Para eso, la ANC había designado a Together Business Consulting, una consultora boutique respaldada por la red internacional Nexia como agente encargado de supervisar la desinversión. La firma fue seleccionada de una terna presentada por Telecom y deberá monitorear el cumplimiento de las medidas ordenadas por el Tribunal de Defensa de la Competencia.

La aprobación obligó a Telecom a ceder 6 millones de líneas móviles, 130 MHz de espectro y más de 200.000 clientes de banda ancha fija

Consultadas por El Cronista, las dos empresas evitaron abrir el juego sobre la operación. En Telecom explicaron que el proceso está alcanzado por cláusulas de confidencialidad y que, por ese motivo, no pueden brindar información. Metrotel, en tanto, optó por no hacer comentarios sobre la versión.

Jugador del mercado corporativo

La elección tiene un condimento particular. Metrotel es actualmente un jugador concentrado principalmente en el negocio corporativo, la conectividad mayorista y la infraestructura de fibra óptica. No opera hoy una plataforma masiva comparable con Personal, Movistar o Claro. Quedarse con esa cartera significaría, por lo tanto, un cambio de escala y de perfil para la compañía.

La empresa pertenece desde 2017 a los fondos Riverwood Capital Partners y Blackstone Tactical Opportunities y cuenta con más de 8000 kilómetros de fibra óptica propia. En 2025 facturó unos u$s 58 millones y para este año proyectaba crecer cerca de 12%, con inversiones por u$s 25 millones destinadas a ampliar y modernizar su infraestructura.

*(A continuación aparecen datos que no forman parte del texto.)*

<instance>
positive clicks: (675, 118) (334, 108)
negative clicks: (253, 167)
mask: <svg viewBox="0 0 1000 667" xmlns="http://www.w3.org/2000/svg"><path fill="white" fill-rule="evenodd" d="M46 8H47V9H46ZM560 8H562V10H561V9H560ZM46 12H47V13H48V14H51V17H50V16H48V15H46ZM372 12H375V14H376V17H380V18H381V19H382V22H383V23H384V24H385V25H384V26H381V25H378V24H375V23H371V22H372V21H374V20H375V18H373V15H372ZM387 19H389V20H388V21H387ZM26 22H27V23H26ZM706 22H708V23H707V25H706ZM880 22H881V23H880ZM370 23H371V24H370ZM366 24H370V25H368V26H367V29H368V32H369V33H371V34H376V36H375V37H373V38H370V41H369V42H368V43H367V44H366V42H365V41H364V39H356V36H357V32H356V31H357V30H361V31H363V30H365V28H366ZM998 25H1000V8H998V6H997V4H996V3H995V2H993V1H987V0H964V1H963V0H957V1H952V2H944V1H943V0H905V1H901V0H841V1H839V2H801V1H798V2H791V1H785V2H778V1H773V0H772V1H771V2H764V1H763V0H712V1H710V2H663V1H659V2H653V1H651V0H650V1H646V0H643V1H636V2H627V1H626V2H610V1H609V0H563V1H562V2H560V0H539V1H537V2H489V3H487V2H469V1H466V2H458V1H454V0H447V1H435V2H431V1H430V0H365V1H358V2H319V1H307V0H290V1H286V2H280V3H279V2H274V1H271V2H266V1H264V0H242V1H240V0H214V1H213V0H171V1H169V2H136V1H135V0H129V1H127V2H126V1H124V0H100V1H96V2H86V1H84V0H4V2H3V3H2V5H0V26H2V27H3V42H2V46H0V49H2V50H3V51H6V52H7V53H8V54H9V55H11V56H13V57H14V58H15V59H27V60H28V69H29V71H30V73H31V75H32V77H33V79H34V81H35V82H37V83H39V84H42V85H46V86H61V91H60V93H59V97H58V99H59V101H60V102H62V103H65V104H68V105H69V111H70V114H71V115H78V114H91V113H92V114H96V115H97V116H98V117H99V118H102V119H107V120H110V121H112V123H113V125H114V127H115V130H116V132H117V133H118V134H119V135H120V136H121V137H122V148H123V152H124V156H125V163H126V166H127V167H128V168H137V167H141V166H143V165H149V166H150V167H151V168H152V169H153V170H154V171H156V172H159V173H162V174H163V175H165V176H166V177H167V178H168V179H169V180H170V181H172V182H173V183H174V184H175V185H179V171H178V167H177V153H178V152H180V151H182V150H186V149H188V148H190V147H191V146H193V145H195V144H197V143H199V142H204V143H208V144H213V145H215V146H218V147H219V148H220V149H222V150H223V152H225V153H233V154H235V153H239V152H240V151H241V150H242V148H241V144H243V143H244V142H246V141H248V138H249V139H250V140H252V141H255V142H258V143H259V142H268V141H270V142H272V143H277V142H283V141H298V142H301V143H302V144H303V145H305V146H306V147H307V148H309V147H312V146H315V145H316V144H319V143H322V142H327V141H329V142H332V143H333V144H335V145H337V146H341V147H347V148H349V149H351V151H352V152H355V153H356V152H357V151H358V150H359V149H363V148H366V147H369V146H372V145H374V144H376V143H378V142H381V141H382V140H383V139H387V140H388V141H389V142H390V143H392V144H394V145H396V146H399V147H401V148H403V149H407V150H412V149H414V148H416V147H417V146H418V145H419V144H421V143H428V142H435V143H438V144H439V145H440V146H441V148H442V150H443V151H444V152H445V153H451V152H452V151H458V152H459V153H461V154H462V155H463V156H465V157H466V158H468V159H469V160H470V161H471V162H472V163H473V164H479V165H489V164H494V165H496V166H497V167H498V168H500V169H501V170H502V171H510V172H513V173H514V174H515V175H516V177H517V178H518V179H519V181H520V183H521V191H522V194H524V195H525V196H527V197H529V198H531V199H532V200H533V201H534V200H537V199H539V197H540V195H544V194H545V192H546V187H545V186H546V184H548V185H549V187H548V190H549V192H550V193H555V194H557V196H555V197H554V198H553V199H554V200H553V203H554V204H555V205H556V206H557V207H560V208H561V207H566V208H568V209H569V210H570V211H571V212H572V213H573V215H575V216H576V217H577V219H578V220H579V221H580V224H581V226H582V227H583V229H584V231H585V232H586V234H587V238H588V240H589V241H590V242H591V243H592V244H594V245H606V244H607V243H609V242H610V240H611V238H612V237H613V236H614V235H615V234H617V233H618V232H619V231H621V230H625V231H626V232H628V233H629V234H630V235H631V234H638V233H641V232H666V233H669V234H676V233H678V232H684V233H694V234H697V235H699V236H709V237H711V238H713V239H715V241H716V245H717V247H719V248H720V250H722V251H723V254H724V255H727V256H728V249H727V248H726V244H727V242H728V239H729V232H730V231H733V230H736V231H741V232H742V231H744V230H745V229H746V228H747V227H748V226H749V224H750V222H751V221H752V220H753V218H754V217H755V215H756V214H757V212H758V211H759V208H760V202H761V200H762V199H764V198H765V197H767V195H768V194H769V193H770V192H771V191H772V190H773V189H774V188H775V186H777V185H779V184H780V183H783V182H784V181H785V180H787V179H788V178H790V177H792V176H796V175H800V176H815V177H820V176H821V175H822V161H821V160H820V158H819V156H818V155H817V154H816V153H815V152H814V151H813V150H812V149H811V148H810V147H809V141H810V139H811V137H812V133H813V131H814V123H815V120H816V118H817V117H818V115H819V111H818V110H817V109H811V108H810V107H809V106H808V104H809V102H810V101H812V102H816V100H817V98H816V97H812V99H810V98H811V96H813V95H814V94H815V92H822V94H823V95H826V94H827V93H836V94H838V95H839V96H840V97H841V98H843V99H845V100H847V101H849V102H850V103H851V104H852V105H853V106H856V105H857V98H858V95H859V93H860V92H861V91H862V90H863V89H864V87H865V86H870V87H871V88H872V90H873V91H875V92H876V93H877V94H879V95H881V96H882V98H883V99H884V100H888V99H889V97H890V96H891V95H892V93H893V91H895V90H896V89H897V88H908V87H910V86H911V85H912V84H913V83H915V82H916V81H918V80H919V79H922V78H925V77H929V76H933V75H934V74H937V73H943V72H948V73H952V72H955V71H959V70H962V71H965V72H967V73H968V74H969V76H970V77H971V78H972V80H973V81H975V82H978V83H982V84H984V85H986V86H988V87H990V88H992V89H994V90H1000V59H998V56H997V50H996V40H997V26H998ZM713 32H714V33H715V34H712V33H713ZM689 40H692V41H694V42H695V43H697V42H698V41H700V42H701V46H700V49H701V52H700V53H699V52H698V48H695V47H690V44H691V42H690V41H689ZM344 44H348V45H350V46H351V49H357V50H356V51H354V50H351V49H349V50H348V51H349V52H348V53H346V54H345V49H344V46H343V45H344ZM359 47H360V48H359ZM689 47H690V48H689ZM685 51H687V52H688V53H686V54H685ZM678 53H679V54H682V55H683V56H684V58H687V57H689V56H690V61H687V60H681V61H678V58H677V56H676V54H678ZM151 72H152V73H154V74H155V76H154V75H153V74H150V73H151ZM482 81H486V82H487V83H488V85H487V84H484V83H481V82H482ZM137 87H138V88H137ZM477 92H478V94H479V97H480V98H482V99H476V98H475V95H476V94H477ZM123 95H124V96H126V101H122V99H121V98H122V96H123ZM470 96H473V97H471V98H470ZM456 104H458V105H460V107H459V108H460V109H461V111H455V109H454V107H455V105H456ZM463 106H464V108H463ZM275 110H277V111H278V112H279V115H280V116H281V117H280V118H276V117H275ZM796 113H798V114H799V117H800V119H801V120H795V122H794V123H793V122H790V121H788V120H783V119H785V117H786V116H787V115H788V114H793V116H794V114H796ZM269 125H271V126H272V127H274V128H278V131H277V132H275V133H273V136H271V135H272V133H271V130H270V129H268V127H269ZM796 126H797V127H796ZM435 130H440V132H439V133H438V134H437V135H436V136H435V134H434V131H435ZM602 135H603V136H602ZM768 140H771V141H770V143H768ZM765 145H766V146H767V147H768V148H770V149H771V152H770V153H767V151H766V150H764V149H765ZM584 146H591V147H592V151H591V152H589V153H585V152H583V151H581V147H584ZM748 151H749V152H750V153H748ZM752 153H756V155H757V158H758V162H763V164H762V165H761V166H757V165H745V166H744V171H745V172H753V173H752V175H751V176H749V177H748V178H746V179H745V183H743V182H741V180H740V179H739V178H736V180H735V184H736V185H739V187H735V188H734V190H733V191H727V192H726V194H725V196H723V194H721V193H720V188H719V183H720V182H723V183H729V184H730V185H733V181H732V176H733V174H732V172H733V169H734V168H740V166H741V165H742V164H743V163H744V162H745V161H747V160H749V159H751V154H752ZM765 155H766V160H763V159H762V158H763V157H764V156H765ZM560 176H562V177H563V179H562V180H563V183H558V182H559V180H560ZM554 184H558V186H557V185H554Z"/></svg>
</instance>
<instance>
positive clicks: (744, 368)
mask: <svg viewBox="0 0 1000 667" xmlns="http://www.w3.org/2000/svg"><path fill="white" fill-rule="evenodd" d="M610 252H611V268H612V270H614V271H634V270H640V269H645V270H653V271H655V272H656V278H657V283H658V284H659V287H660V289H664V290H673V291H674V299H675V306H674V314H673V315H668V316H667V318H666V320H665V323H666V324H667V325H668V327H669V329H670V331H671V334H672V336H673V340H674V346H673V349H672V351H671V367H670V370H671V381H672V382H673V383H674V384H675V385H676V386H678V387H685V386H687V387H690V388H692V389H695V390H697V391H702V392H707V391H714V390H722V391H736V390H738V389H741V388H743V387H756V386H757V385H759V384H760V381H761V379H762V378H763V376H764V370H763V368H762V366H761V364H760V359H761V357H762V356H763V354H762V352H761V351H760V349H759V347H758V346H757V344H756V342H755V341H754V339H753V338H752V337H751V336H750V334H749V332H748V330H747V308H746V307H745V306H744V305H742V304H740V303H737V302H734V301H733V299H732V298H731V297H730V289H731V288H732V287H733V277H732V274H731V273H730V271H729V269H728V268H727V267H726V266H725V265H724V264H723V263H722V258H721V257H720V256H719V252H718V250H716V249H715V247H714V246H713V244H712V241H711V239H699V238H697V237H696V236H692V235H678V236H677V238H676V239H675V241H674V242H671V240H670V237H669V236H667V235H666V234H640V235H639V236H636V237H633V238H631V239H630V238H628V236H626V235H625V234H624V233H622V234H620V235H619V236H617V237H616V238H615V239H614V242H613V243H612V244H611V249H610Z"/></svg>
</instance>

A la caza de oportunidades

La posibilidad de aprovechar la reconfiguración del mercado ya formaba parte de la estrategia de Metrotel. En febrero, su CEO, Sebastián Bardengo, había explicado a El Cronista que la compra de Telefónica por parte de Telecom alteraba el escenario competitivo y podía generar oportunidades para compañías de menor escala.

En ese momento, Bardengo definía a Metrotel como una empresa con capacidad financiera y vocación de crecimiento. La compañía ya analizaba posibles adquisiciones, con el foco puesto especialmente en ampliar su presencia fuera del AMBA. La expectativa era que la consolidación del sector pusiera activos en venta y generara oportunidades para nuevos movimientos.

Sebastián Bardengo, CEO de Metrotel
Sebastián Bardengo, CEO de MetrotelMARIANO CAMPOS

Hasta entonces, esa estrategia estaba concentrada principalmente en compañías con infraestructura y clientes corporativos. La eventual incorporación de millones de líneas móviles supondría un salto de escala y llevaría a Metrotel hacia un negocio mucho más amplio.

La empresa, además, ya tenía experiencia en infraestructura destinada al mercado residencial. Aunque su actividad principal está orientada al segmento B2B, desarrolló redes de fibra al hogar bajo un modelo neutral, que permite a distintos operadores utilizar esa infraestructura para brindar servicios a sus clientes.

Qué deberá vender Telecom

La aprobación de la compra de Telefónica quedó condicionada por el Gobierno, en junio, a un programa de desinversiones que alcanza tanto al negocio móvil como al de banda ancha fija.

El principal activo que Telecom deberá transferir son 6 millones de líneas móviles a un nuevo competidor. De ese total, 4 millones tendrán que corresponder al AMBA, mientras que los 2 millones restantes podrán estar distribuidos en otras zonas del país. Claro fue excluida de manera expresa entre los posibles compradores.

La operación también contempla la entrega de infraestructura necesaria para que el nuevo jugador pueda comenzar a funcionar. Durante dos años, Telecom deberá garantizar acceso a infraestructura, espectro, sistemas y condiciones de interconexión, mientras el adquirente desarrolla su propia capacidad. Además, deberá devolver 130 MHz de espectro radioeléctrico.

El proceso alcanza también al servicio de Internet residencial. Telecom deberá desprenderse de unos 211.400 clientes de banda ancha fija distribuidos en 28 localidades de la Ciudad y la provincia de Buenos Aires, Mendoza, Neuquén y Río Negro, donde la empresa resultante de la operación supera los límites de participación establecidos por la autoridad.

La definición de quién adquirirá esos activos es uno de los puntos centrales del proceso de desinversión. En un primer momento, Telecom había cuestionado las exigencias y las había considerado “excesivas”, aunque finalmente avanzó con el procedimiento establecido por la ANC.